Director: Charlotte Le Bon
Producers: Gael Cabouat, Boris Mendoza
Writers: Charlotte Le Bon, Timothée Hochet
Cast: Jean-Baptiste Sagory, Suzanne Rault-Balet, Sarah Calcine
Rémi dreams of sleeping forever. He is an insomniac living a nightmare where he cannot sleep at all. He books himself a room in Judith Hotel as he seeks to start a new life. That’s the premise behind Judith Hotel, a 2018 French short movie directed by Charlotte Le Bon and starring Guillaume Kerbusch.
It’s a very authentic in plot, atmospheric in feel short film that defies expectations and easy genre labels. It is quite ambiguous in nature which is its most admiring characteristic. The opening instantly hooks the viewer in how memorable and intriguing it is while the final sequence is particularly memorable how dark it turned out to be.
What is most striking about this film is how intricately built it is across the board. First and foremost, the characters are so well developed and really memorable which is impressive for what is essentially a 16-minute movie. You feel the pain they feel, especially the protagonist and his struggle with insomnia, and the hotel’s staff is particularly eerie.
And there lies the film’s most evident achievement – the hotel. Judith Hotel depicts its titular hotel in such a vivid fashion that it really sticks with you, and it remains in your mind even after seeing the movie. That’s because the cinematography in particular is truly phenomenal.
There is a lot of memorable imagery here – the blood-stained clothes, the pills, the overall hotel interior… Every shot is so well composed, and particularly the editing is masterful as every moment and every scene lasts for just the right amount of time without ever feeling rushed or prolonged.

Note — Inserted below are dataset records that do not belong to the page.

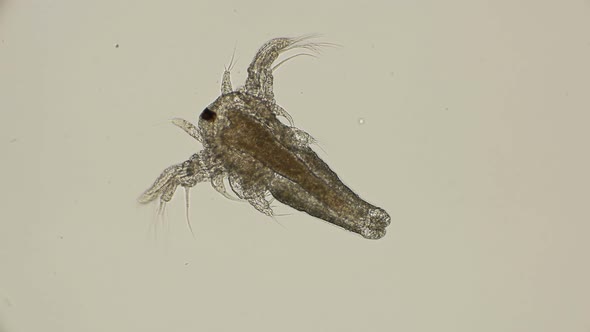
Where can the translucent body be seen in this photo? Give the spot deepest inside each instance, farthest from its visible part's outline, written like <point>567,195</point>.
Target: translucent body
<point>261,157</point>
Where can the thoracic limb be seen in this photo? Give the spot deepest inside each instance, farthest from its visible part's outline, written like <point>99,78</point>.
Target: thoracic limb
<point>260,80</point>
<point>186,174</point>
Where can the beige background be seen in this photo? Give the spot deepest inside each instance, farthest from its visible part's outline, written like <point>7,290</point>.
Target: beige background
<point>475,140</point>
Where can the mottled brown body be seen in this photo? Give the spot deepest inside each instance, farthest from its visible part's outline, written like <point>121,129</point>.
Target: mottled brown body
<point>245,142</point>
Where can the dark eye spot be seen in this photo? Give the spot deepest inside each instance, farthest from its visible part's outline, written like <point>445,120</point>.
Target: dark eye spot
<point>208,115</point>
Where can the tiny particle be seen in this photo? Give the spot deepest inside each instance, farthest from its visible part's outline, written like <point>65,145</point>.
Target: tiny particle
<point>208,115</point>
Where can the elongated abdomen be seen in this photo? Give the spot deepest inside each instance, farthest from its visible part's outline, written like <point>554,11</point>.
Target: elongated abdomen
<point>301,179</point>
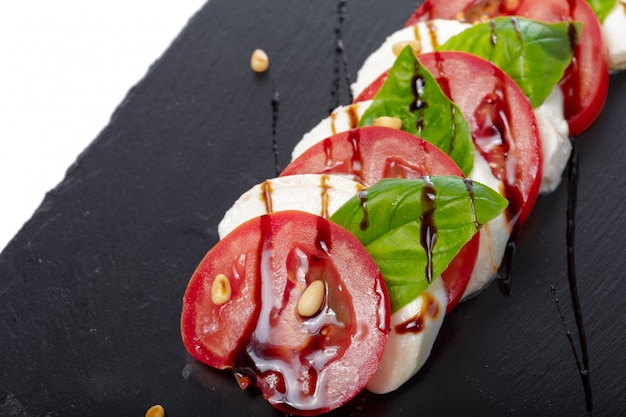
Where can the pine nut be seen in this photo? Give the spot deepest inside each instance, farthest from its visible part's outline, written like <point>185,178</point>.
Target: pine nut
<point>387,121</point>
<point>399,46</point>
<point>311,300</point>
<point>220,290</point>
<point>259,61</point>
<point>155,411</point>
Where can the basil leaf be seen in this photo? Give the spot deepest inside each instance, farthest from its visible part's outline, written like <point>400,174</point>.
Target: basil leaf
<point>412,94</point>
<point>400,212</point>
<point>602,8</point>
<point>534,54</point>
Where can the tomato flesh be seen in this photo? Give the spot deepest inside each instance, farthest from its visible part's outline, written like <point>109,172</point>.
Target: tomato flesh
<point>501,121</point>
<point>302,365</point>
<point>372,153</point>
<point>585,83</point>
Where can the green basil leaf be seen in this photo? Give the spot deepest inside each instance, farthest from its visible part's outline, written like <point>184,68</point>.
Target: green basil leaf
<point>534,54</point>
<point>412,94</point>
<point>400,211</point>
<point>602,8</point>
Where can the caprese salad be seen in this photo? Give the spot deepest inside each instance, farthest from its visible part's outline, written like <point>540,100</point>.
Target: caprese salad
<point>337,275</point>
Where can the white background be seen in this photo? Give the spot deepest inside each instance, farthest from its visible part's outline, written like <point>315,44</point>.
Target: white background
<point>64,67</point>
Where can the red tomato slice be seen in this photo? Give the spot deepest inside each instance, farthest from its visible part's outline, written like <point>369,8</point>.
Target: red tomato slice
<point>302,364</point>
<point>502,124</point>
<point>586,81</point>
<point>372,153</point>
<point>500,118</point>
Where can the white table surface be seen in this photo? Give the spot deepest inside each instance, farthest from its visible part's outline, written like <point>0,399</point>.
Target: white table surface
<point>64,67</point>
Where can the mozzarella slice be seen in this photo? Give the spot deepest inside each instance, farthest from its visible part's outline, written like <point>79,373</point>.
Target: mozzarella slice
<point>414,329</point>
<point>317,194</point>
<point>428,35</point>
<point>555,144</point>
<point>614,35</point>
<point>493,236</point>
<point>342,119</point>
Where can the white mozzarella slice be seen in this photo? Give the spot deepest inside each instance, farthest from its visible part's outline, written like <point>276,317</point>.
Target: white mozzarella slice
<point>614,35</point>
<point>407,350</point>
<point>317,194</point>
<point>342,119</point>
<point>493,236</point>
<point>555,144</point>
<point>429,35</point>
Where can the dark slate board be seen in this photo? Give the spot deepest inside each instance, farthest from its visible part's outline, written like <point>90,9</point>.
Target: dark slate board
<point>91,287</point>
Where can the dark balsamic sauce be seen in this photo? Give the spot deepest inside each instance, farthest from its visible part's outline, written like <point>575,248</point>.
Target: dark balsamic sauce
<point>418,105</point>
<point>505,281</point>
<point>341,60</point>
<point>572,195</point>
<point>262,360</point>
<point>275,103</point>
<point>365,221</point>
<point>430,310</point>
<point>494,36</point>
<point>266,196</point>
<point>428,228</point>
<point>469,186</point>
<point>324,197</point>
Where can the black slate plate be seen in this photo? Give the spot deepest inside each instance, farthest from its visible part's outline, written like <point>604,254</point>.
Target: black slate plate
<point>90,289</point>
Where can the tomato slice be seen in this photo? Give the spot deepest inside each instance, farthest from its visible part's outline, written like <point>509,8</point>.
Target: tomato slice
<point>302,364</point>
<point>502,124</point>
<point>372,153</point>
<point>500,118</point>
<point>586,81</point>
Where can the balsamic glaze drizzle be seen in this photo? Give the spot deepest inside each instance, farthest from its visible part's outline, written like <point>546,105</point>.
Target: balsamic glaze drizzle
<point>341,60</point>
<point>428,229</point>
<point>504,282</point>
<point>572,189</point>
<point>275,103</point>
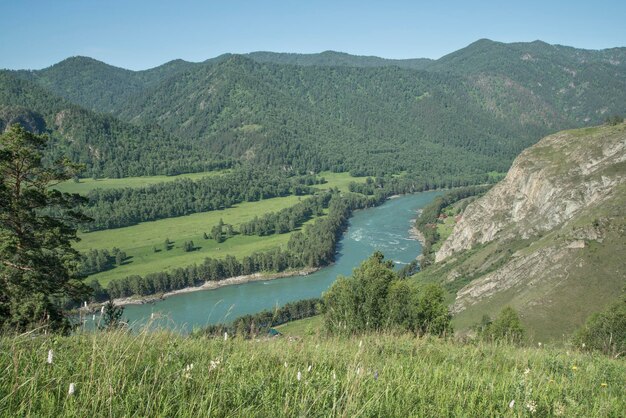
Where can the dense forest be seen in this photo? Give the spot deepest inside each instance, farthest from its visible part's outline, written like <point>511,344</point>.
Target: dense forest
<point>465,114</point>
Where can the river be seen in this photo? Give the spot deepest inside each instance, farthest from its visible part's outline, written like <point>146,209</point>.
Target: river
<point>384,228</point>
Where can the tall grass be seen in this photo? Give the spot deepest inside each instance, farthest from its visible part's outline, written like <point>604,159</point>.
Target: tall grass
<point>165,374</point>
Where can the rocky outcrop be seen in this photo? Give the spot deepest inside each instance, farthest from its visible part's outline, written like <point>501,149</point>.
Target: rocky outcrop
<point>548,240</point>
<point>547,185</point>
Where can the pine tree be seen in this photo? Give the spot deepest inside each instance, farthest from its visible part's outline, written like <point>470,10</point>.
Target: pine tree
<point>37,226</point>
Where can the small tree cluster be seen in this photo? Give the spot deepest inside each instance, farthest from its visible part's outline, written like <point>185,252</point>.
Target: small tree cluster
<point>605,331</point>
<point>507,327</point>
<point>375,298</point>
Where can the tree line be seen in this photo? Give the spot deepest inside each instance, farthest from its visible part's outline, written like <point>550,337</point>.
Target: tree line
<point>116,208</point>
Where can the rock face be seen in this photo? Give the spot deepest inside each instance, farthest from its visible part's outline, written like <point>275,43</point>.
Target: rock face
<point>550,239</point>
<point>548,184</point>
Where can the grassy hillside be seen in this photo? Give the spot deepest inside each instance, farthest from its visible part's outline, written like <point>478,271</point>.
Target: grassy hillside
<point>163,374</point>
<point>84,186</point>
<point>139,240</point>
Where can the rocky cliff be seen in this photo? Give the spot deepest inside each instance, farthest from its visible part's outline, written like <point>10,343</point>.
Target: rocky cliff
<point>550,239</point>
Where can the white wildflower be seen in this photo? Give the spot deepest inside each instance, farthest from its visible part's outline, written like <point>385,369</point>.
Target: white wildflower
<point>214,364</point>
<point>531,406</point>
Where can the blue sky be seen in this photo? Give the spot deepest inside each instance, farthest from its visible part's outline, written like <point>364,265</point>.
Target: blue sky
<point>140,34</point>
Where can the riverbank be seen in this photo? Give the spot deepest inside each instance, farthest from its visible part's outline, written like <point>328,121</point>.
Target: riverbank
<point>211,285</point>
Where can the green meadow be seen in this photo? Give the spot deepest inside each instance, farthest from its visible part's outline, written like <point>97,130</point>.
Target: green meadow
<point>139,241</point>
<point>164,374</point>
<point>84,186</point>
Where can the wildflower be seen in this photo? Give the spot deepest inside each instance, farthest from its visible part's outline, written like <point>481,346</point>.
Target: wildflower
<point>214,364</point>
<point>559,409</point>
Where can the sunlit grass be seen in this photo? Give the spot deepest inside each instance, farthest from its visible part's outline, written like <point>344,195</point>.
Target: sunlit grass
<point>164,374</point>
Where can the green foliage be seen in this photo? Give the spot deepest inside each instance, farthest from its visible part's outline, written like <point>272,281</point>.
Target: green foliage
<point>111,317</point>
<point>605,331</point>
<point>152,373</point>
<point>374,298</point>
<point>37,227</point>
<point>614,120</point>
<point>506,327</point>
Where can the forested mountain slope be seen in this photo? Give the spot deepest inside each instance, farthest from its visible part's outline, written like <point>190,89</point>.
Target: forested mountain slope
<point>466,114</point>
<point>548,239</point>
<point>96,85</point>
<point>365,120</point>
<point>109,147</point>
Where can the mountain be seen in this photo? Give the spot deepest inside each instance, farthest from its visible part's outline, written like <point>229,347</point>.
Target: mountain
<point>459,117</point>
<point>366,120</point>
<point>98,86</point>
<point>108,146</point>
<point>337,59</point>
<point>578,84</point>
<point>547,239</point>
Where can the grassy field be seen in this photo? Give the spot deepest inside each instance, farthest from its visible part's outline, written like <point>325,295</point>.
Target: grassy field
<point>339,180</point>
<point>164,374</point>
<point>138,241</point>
<point>84,186</point>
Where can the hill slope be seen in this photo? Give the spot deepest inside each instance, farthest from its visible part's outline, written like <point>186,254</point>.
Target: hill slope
<point>548,239</point>
<point>108,146</point>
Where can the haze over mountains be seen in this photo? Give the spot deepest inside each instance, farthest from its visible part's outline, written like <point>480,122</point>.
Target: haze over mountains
<point>459,117</point>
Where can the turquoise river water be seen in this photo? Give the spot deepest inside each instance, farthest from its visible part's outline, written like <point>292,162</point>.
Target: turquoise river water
<point>384,228</point>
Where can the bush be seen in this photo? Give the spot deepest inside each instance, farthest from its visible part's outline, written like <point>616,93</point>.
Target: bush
<point>375,298</point>
<point>507,327</point>
<point>605,331</point>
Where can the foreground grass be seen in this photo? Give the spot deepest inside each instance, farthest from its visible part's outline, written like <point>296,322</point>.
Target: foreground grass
<point>84,186</point>
<point>138,241</point>
<point>163,374</point>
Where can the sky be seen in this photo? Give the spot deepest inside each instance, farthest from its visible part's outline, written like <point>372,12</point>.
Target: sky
<point>141,34</point>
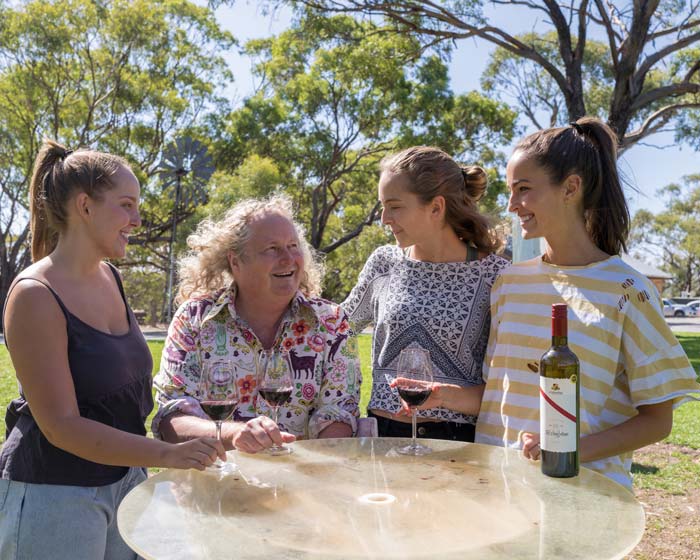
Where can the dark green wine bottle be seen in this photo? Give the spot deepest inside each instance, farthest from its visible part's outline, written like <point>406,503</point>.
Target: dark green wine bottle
<point>559,402</point>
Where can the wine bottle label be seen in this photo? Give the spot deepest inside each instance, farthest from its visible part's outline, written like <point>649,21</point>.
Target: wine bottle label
<point>557,414</point>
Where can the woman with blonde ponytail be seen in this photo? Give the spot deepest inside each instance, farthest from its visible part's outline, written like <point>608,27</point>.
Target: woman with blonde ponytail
<point>75,435</point>
<point>565,187</point>
<point>430,290</point>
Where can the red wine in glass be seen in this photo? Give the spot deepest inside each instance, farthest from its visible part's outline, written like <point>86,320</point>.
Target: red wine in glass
<point>414,375</point>
<point>414,396</point>
<point>218,394</point>
<point>275,387</point>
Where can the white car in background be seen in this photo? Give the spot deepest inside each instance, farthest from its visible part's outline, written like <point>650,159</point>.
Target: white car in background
<point>678,310</point>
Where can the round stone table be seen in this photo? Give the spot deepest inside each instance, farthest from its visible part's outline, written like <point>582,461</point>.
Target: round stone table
<point>357,498</point>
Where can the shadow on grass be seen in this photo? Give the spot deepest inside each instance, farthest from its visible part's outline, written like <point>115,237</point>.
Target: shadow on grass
<point>644,469</point>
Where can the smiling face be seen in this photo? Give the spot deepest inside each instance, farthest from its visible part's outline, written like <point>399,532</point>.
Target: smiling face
<point>272,263</point>
<point>114,214</point>
<point>539,203</point>
<point>409,219</point>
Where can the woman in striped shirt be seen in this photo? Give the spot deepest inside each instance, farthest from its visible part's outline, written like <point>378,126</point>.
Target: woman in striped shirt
<point>564,186</point>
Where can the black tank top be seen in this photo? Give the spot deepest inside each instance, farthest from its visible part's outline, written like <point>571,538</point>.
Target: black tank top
<point>112,378</point>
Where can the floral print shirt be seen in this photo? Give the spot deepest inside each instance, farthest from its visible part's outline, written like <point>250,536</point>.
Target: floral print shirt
<point>314,334</point>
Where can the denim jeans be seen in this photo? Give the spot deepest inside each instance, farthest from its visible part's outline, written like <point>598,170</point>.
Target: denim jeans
<point>71,522</point>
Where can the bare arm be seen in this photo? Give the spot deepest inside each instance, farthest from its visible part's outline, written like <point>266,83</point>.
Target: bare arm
<point>33,314</point>
<point>251,436</point>
<point>652,424</point>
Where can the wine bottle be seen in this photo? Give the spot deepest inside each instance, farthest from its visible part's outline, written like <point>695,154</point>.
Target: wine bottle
<point>559,402</point>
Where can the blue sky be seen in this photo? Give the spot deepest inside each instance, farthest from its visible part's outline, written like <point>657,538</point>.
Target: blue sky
<point>647,167</point>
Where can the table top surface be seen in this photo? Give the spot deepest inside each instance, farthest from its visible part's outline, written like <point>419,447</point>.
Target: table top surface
<point>358,498</point>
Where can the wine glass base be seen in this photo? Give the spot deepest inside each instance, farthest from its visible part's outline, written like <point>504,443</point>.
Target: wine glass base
<point>276,450</point>
<point>221,467</point>
<point>416,450</point>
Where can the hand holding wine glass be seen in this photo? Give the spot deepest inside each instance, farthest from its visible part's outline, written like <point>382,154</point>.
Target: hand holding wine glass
<point>414,384</point>
<point>218,395</point>
<point>275,387</point>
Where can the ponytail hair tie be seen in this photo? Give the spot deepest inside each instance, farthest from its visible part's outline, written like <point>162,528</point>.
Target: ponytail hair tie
<point>577,127</point>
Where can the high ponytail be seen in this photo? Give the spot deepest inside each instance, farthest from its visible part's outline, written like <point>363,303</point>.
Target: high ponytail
<point>58,174</point>
<point>588,148</point>
<point>47,211</point>
<point>432,172</point>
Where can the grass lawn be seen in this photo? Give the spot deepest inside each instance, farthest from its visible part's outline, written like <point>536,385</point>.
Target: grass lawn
<point>686,430</point>
<point>666,474</point>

And that goes to show that Charlotte Le Bon is the one to commend when it comes to the entirety of this movie flowing as well as it does. Her direction here is superb as the movie is instantly memorable and highly cinematic throughout. The plot may not be for everyone, but to me its mixing of weird and nightmarish fantasy elements and atmospheric thrills pleasantly reminded me of David Lynch.
Overall, Judith Hotel is a very puzzling piece of work. It’s highly ambiguous and creepy in nature, especially in its imagery. The film is ultimately a very artistic showcase for director Charlotte Le Bon whose direction is terrific. The photography and editing are both outstanding, creating this incredible, very disturbing atmosphere that grips the viewer and never lets go. It is consequently the type of short film that gives this medium a great name.